Fat-shaming is at an all-time high, with everyone from corporations targeting children to state health departments using negative descriptions of people's bodies in an attempt to address lifestyle-related disease. Proponents of this approach cite the success of public health campaigns against smoking, saying that the shock tactics used in those campaigns (a matter up for debate) reduced smoking. (As I was researching this story, I was distressed to find that models for the NY photographs were unaware of how their images were to be used - e.g. the perfectly healthy leg of the "amputee" pictured was airbrushed out of the photo.)
Setting aside, for now, the social justice issues involved in fat-shaming, these campaigns ignore the fact that it is possible for people of all shapes to be unhealthy or healthy. A 2002 study in Puerto Rico showed that "The benefits of an active lifestyle are independent of body weight and that overweight and obese Puerto Rican men who are physically active experienced significant reductions in all-cause mortality compared with their sedentary counterparts." Conversely, thin people are not necessarily safe from Type 2 diabetes, and little is known about how to manage that disease when weight loss is not an option. All that being said, even when the discussion turns to healthy or unhealthy lifestyle choices rather than body shape, it often fails to address the various social and economic forces driving those choices.

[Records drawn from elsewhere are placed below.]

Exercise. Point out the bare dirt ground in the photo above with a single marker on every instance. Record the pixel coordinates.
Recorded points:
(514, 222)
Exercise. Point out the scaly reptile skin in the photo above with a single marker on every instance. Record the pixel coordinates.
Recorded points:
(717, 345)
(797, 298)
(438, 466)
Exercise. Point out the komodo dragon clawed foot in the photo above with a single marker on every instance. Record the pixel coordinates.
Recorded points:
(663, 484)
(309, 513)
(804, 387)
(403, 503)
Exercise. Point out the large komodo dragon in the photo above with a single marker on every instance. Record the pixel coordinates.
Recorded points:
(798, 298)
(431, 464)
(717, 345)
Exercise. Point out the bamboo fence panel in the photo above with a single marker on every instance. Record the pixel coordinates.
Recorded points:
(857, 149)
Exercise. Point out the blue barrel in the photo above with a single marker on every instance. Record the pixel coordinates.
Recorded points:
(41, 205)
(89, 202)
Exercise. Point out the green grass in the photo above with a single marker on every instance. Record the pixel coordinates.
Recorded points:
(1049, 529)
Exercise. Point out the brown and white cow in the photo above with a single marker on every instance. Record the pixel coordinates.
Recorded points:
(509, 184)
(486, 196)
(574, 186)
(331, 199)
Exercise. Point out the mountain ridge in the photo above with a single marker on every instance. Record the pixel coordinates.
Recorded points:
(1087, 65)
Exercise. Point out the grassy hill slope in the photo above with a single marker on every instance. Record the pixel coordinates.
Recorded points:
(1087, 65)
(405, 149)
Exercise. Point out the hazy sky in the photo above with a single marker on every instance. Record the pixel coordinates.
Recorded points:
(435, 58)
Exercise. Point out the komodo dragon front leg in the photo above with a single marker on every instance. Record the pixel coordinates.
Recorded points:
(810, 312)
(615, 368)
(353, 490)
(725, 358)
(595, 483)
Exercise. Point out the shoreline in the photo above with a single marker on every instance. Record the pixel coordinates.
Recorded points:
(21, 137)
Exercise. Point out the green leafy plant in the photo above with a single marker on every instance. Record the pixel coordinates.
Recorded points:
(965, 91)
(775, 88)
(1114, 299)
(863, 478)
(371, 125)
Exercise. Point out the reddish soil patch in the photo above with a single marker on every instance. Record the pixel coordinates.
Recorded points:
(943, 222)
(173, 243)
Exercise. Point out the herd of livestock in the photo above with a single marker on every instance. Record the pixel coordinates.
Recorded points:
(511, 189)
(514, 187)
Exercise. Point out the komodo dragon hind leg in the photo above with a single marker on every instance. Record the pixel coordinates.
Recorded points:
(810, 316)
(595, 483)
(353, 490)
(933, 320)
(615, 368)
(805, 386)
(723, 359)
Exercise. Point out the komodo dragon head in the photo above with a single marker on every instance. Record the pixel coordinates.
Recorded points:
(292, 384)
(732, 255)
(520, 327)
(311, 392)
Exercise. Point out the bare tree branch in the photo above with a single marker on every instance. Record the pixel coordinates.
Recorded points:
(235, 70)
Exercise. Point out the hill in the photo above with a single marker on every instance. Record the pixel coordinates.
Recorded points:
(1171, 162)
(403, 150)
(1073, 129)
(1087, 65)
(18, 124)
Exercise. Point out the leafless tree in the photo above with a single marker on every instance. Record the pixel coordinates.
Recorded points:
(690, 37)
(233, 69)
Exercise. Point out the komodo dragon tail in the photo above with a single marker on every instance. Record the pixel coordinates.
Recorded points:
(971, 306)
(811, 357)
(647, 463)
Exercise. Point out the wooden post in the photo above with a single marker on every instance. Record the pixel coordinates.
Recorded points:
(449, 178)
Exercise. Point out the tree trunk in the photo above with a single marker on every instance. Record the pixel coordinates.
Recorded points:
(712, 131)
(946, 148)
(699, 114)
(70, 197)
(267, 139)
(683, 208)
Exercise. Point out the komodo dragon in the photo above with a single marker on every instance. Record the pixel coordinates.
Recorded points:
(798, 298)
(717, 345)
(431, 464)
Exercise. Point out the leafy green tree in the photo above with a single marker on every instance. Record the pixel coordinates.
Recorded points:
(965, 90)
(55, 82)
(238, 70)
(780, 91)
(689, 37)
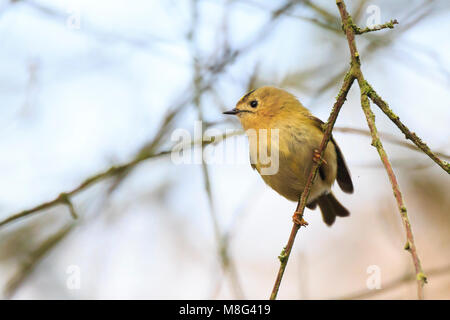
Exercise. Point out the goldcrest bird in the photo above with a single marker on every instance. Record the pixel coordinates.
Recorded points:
(299, 137)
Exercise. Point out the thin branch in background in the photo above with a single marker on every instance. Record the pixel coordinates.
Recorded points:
(376, 142)
(366, 91)
(90, 181)
(408, 134)
(387, 137)
(386, 25)
(226, 261)
(29, 265)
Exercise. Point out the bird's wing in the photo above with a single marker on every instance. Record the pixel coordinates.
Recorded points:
(343, 175)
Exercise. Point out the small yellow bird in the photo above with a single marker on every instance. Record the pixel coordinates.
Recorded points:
(299, 136)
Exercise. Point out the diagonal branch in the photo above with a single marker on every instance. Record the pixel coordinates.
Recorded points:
(350, 29)
(376, 142)
(408, 134)
(284, 257)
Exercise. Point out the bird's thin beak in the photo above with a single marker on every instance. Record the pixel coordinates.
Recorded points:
(232, 111)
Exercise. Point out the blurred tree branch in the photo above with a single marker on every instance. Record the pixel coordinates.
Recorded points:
(350, 30)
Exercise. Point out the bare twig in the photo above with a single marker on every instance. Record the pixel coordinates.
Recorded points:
(34, 258)
(376, 142)
(387, 137)
(408, 134)
(389, 25)
(284, 257)
(63, 198)
(355, 72)
(365, 89)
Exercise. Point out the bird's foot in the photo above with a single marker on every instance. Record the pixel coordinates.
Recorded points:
(317, 158)
(297, 218)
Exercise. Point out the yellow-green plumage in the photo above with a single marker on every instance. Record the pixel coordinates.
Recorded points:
(300, 133)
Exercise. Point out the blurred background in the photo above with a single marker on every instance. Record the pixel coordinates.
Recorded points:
(91, 85)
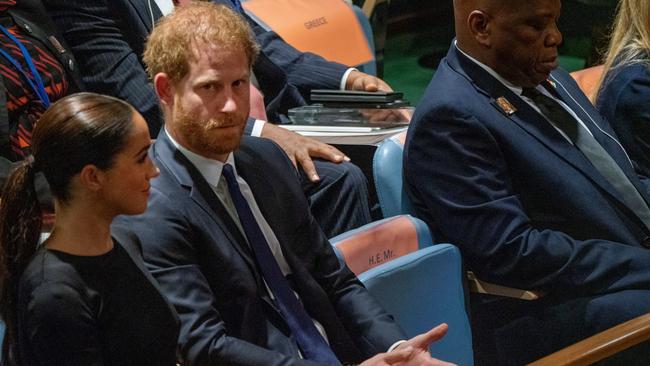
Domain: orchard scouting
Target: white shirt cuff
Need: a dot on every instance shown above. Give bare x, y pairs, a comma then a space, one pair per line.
344, 79
257, 128
395, 345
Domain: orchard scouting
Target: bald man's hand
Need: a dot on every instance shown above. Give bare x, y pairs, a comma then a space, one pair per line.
301, 149
360, 81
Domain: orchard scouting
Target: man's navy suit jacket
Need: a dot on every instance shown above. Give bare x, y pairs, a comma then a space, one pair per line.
205, 268
524, 205
107, 37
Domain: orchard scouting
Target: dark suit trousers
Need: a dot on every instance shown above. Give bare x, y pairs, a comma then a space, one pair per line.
339, 202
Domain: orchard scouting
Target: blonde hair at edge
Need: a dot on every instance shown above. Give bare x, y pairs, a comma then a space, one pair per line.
630, 38
168, 48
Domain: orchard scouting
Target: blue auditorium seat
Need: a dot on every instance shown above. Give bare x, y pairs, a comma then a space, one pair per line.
419, 283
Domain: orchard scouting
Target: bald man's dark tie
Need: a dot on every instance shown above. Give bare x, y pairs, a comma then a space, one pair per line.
591, 149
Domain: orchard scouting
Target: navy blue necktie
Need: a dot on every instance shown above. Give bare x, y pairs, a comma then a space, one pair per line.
311, 342
237, 5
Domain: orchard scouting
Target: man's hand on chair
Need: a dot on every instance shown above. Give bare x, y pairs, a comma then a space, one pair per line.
301, 149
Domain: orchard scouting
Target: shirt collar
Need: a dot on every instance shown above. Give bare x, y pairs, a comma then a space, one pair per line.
210, 169
516, 89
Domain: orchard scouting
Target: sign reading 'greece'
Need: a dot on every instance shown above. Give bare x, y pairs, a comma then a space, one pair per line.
328, 28
315, 22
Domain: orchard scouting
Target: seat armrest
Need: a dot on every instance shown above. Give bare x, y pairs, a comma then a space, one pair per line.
601, 345
482, 287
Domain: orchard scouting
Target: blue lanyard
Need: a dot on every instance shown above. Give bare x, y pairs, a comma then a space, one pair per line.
39, 87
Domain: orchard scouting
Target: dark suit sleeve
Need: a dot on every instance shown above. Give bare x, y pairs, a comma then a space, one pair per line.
99, 39
304, 70
170, 243
461, 185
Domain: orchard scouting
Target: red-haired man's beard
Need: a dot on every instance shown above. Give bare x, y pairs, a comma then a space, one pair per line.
215, 136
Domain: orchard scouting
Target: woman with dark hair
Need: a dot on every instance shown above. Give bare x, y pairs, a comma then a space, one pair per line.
81, 298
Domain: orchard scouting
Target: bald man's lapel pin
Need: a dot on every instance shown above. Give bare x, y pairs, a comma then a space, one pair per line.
552, 83
505, 106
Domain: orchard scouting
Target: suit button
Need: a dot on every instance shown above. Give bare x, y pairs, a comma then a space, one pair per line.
646, 242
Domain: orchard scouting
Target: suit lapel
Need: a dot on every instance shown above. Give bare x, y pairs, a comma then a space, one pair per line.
530, 120
201, 193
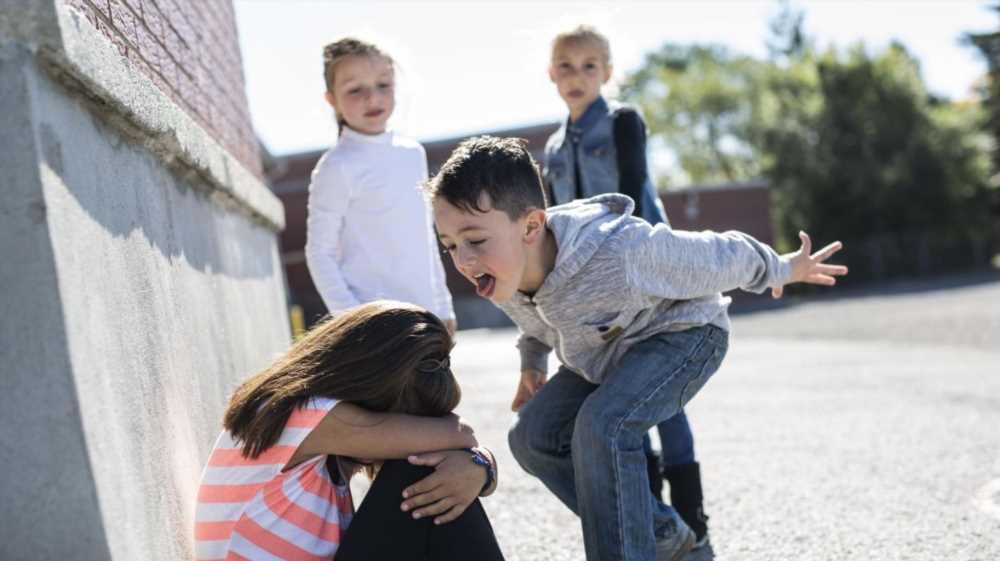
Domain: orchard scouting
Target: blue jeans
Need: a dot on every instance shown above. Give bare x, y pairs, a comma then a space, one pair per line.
584, 441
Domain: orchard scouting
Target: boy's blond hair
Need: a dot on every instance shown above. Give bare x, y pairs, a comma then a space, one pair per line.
583, 35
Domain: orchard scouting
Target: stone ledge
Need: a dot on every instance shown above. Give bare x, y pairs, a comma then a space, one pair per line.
80, 58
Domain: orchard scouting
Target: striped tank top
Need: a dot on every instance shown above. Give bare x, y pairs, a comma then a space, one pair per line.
248, 509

Beyond food policy - what's a caring parent to do? We want our children to grow up healthy and happy, and we certainly want them to avoid choices that might interfere with those two things. I found this article on the blog Body Impolitic, that quotes a variety of sources that focus on positive behavior; for instance: want your kids to be more active? Get out and play with them! Want them to eat less junk food? Don't buy it! Blogger Shaunta of Fierce Fatties sums it up beautifully: "Here’s the thing: every human being benefits from increased exercise (of a type that suits their abilities) and eating a varied diet of nutritious foods. Not just the fat ones. And here’s more: As much as your child’s physical health is your responsibility, so is his or her emotional and psychic health. Do the right thing."
And - just to add - ugh. One word: if they're selling it, the best thing we can do is not to buy.